The greatest tragedy of the German army. A German military transport (37 wagons full of soldiers, ammunition, and military equipment) was dispatched from Vrútky, and its brakes were probably damaged during the journey from Kremnica to Hronská Dúbrava.

At that time, a passenger train was dispatched from Hronská Dúbrava, which was supposed to cross paths with the transport at the Stará Kremnička railway station. At that time, there was already a train (freight) standing in Stará Kremnička, which was heading for Kremnica.

In an effort to prevent a collision between the trains, the stationmaster diverted the German train to a dead-end track, where it crashed at full speed (about 100 km/h) into a freight train. In an effort to prevent a collision, the stationmaster diverted the German train onto a dead-end track, where it crashed into a reinforced concrete barrier at full speed (about 100 km/h).

The train subsequently derailed, caught fire, and ammunition began to explode. Approximately 370 German soldiers were reportedly killed, with only seven reportedly surviving. The Slovak train driver and his assistant were also killed. According to the recollections of local residents, it was hell above the village, with explosions heard and seen for several hours and many shards falling as far as the village.

When searching for which units these could have been, some clues lead to Prievidza. At that time, the headquarters of the SS Dirlewanger unit was located here, which was fighting on the southern border and in the adjacent Hungarian territory at the time, and any movement of supplies or reinforcements… had to go along the Horná Štubňa–Hronská Dúbrava route.

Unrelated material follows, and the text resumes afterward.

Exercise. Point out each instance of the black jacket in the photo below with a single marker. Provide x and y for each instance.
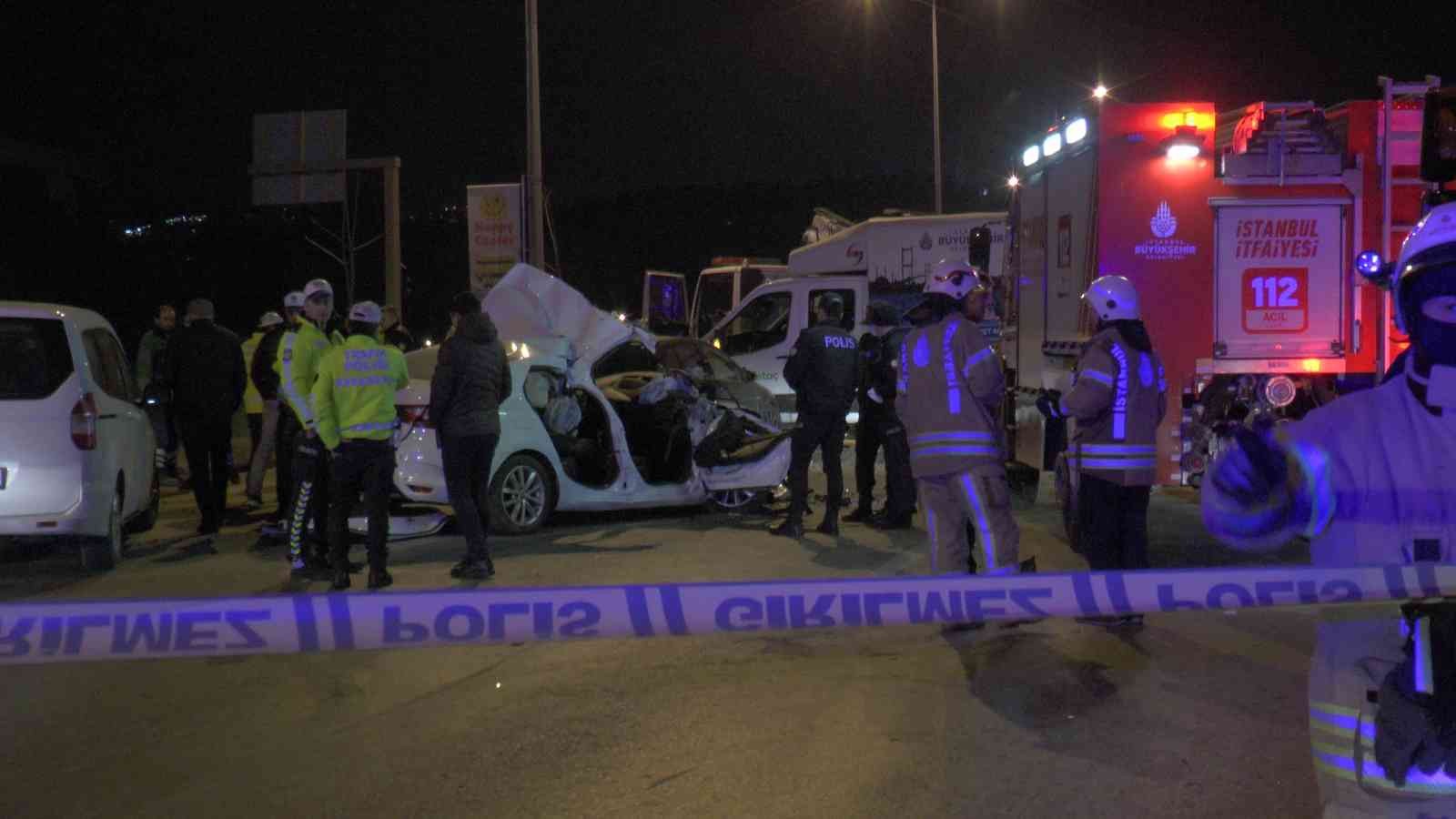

But it could also have been any unit from the northern part of Slovakia heading to reinforce the units in the south.

Our civic association is currently trying to obtain any documents about this tragedy, but so far we have only found articles from the press; we have not yet been able to find any official documents from the archives. The railways also have no archival documents from this period. There are no archival documents about this accident in Germany either, which we tried to find out through the German Embassy in Bratislava.

The response also included a note that if this could be officially proven, it would be the greatest railway tragedy of the Germans during World War II. The burial site of these soldiers is also unknown, although some people’s memories mention Kremnica and Trnavá Hora. We have also prepared reports on this topic with TV TA3 and the internet news portal Žiar24.

The Slovak press reports, along with the photographs and the names that they mention, indicate that this event was real — indeed, it would make more sense for the Slovak press to simply not report this event, given the detrimental effects that it would have on the public’s morale.

Given the amount of time that has passed since the incident, we’ll probably never know for sure if it was either purely accidental or the consequence of partisan interference as some have suspected. Whatever the case may be, though, the fact that officials denied a request for maintenance due to a war that did not need to happen raises the question of whether or not it would be reasonable to hold the Axis responsible for this train wreck. I leave that call up to you.